In 2008 the total number of full-time equivalent jobs was 18. The number of jobs in the primary sector was 6, all of which were in agriculture. The number of jobs in the secondary sector was 4 of which 2 or (50.0%) were in manufacturing and 2 (50.0%) were in construction. The number of jobs in the tertiary sector was 8. In the tertiary sector; 2 or 25.0% were in wholesale or retail sales or the repair of motor vehicles, 1 was in a hotel or restaurant, 4 or 50.0% were in education.
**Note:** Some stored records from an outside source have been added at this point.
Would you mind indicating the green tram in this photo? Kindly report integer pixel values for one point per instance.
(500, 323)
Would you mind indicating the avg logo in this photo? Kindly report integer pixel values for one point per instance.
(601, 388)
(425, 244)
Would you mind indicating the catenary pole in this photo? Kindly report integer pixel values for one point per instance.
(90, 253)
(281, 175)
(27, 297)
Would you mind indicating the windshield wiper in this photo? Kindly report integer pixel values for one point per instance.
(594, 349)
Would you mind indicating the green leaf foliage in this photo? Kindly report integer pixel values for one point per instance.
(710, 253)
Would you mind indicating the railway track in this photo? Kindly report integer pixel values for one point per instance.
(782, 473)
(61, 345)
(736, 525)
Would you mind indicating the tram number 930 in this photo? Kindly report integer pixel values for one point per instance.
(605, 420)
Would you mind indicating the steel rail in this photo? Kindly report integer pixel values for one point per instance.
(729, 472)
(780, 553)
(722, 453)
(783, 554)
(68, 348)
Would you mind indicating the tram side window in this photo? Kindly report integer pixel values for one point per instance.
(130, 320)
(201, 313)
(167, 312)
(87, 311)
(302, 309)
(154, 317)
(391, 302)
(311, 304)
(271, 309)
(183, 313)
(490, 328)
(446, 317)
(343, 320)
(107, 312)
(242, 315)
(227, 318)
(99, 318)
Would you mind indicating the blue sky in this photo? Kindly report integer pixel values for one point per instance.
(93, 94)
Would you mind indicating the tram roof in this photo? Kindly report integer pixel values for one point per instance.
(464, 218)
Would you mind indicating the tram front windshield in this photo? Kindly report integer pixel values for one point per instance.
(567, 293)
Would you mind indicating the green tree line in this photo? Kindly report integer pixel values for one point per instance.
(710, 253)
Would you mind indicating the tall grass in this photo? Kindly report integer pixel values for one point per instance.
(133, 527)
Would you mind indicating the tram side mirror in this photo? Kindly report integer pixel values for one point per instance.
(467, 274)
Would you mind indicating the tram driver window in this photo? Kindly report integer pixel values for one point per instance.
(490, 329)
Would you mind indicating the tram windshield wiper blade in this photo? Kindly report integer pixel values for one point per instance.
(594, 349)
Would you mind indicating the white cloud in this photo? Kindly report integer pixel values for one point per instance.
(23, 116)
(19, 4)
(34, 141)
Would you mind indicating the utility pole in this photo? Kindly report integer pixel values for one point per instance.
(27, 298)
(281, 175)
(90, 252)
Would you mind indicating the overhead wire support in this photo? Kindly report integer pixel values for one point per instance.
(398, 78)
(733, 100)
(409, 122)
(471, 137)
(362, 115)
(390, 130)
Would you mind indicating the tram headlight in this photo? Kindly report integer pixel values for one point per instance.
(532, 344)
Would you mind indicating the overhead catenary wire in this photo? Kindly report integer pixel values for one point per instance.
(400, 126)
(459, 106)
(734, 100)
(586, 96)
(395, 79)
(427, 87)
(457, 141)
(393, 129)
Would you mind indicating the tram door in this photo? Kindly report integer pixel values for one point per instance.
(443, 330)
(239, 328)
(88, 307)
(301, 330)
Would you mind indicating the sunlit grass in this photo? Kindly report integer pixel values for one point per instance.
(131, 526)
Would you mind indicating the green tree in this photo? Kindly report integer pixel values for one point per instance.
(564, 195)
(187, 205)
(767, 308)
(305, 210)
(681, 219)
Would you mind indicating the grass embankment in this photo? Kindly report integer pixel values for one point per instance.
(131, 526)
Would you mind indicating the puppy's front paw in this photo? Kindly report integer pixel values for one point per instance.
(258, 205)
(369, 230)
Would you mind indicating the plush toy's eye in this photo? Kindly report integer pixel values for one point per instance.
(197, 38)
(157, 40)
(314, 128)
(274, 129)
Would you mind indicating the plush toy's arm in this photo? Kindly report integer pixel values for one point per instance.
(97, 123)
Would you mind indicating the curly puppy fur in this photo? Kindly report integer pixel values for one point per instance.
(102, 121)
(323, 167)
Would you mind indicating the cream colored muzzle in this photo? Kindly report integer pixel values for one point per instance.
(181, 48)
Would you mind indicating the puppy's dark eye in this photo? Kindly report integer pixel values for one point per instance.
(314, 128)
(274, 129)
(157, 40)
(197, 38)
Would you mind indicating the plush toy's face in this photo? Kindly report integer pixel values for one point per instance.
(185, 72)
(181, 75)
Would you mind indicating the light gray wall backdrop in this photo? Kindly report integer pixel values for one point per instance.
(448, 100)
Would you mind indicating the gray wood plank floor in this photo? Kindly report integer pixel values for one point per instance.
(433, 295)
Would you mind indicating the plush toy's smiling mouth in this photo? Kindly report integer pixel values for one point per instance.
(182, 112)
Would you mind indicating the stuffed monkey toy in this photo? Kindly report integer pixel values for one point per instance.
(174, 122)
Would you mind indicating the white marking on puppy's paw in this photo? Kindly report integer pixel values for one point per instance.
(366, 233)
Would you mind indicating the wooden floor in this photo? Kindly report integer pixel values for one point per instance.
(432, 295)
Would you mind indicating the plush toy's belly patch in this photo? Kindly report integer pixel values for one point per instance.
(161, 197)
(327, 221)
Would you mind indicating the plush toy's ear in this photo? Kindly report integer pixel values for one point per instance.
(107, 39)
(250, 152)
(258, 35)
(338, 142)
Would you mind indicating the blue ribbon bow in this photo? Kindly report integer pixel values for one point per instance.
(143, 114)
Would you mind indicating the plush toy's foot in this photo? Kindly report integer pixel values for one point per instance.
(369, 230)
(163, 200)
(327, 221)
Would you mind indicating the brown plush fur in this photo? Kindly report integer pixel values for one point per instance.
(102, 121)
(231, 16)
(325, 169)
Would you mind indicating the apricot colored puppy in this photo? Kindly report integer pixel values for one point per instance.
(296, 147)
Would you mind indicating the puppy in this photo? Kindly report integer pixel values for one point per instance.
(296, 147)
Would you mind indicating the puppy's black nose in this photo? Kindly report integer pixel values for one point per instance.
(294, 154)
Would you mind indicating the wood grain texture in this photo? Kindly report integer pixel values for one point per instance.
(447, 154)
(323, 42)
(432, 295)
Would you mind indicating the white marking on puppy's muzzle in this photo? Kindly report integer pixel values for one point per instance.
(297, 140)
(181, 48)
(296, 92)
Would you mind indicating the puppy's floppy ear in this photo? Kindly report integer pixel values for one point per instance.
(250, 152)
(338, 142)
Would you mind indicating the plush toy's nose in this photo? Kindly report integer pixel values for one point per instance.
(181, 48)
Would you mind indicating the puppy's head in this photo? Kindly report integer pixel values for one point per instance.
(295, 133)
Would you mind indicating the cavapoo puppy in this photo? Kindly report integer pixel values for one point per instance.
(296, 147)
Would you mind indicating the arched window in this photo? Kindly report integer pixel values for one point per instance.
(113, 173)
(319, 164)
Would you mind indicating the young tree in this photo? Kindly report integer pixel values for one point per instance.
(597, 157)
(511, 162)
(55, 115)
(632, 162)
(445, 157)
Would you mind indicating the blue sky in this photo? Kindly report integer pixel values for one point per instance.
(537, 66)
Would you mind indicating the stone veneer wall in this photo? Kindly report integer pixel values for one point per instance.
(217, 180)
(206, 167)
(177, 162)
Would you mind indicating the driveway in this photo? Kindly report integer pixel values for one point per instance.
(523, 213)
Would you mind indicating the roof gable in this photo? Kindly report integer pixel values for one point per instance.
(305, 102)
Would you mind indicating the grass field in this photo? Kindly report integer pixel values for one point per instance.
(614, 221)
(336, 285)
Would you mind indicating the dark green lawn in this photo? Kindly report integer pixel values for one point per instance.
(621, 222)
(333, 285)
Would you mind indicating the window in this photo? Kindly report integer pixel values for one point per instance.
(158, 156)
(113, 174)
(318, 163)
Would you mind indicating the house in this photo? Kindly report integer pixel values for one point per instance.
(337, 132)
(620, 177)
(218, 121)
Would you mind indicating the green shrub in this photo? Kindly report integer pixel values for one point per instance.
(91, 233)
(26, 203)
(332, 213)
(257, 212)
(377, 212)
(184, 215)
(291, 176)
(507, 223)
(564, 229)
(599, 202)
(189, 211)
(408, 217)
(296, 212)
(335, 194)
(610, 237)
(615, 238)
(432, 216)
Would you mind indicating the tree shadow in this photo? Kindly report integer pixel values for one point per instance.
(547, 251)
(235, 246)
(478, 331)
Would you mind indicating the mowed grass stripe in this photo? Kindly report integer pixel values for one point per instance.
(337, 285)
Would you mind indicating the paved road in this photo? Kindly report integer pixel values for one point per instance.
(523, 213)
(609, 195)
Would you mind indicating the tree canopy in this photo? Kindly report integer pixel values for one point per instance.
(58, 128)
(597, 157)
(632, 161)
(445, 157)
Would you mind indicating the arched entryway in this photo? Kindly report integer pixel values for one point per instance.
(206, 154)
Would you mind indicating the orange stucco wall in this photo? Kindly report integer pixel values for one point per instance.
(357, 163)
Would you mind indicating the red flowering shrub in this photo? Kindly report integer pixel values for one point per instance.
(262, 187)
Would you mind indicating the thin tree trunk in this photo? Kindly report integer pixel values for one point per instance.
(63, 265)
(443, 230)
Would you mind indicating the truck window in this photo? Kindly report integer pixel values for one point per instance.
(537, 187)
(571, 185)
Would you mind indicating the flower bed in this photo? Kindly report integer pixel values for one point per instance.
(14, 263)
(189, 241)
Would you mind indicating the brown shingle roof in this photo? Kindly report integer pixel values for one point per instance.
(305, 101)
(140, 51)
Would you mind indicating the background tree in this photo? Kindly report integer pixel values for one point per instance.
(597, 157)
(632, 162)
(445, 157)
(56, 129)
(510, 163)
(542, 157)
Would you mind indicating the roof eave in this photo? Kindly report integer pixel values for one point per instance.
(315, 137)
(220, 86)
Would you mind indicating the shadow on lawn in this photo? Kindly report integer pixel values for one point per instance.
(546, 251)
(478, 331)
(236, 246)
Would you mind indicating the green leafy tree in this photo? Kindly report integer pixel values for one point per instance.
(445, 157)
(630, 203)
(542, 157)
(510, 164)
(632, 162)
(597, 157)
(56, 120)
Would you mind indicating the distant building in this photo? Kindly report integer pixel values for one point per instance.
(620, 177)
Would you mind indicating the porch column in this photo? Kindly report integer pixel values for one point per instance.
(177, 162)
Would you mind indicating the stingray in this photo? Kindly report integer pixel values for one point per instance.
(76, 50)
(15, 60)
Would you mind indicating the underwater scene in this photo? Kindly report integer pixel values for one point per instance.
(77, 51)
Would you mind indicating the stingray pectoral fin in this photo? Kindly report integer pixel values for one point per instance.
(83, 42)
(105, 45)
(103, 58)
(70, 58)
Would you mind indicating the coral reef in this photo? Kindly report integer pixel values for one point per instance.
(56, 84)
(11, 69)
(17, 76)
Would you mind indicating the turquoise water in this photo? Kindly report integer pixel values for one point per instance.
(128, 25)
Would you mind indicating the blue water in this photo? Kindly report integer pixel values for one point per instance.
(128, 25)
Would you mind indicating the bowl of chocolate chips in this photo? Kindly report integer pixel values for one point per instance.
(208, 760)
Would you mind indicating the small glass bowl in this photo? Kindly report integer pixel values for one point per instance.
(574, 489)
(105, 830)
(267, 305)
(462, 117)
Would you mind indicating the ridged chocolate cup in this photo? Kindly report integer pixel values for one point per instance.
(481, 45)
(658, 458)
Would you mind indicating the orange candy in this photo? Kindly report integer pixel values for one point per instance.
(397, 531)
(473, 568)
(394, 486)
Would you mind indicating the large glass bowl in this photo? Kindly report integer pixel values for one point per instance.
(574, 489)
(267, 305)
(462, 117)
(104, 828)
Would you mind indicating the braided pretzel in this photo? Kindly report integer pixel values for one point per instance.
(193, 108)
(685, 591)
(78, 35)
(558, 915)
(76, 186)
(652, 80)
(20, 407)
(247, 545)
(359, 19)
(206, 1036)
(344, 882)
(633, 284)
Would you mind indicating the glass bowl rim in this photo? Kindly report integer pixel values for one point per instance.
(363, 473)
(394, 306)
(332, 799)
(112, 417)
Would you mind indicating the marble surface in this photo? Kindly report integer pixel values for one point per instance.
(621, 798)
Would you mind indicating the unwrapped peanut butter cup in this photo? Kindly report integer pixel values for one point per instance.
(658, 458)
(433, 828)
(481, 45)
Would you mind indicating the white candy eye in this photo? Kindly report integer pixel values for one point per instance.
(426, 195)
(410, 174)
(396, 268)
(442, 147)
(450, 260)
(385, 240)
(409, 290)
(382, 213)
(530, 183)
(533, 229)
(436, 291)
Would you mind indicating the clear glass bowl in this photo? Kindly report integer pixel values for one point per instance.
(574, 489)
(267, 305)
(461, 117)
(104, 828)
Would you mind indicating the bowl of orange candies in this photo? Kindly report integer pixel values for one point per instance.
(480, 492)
In 2000, there were 9 workers who commuted into the municipality and 118 workers who commuted away. The municipality is a net exporter of workers, with about 13.1 workers leaving the municipality for every one entering. Of the working population, 11.8% used public transportation to get to work, and 78.7% used a private car.

==Religion==
From the 2000 census, 231 or 85.6% were Roman Catholic, while 9 or 3.3% belonged to the Swiss Reformed Church. Of the rest of the population, there was 1 member of an Orthodox church. 16 (or about 5.93% of the population) belonged to no church, are agnostic or atheist, and 13 individuals (or about 4.81% of the population) did not answer the question.

==Education==
In Les Agettes about 101 or (37.4%) of the population have completed non-mandatory upper secondary education, and 38 or (14.1%) have completed additional higher education (either university or a Fachhochschule). Of the 38 who completed tertiary schooling, 60.5% were Swiss men, 23.7% were Swiss women.

As of 2000, there were 23 students from Les Agettes who attended schools outside the municipality.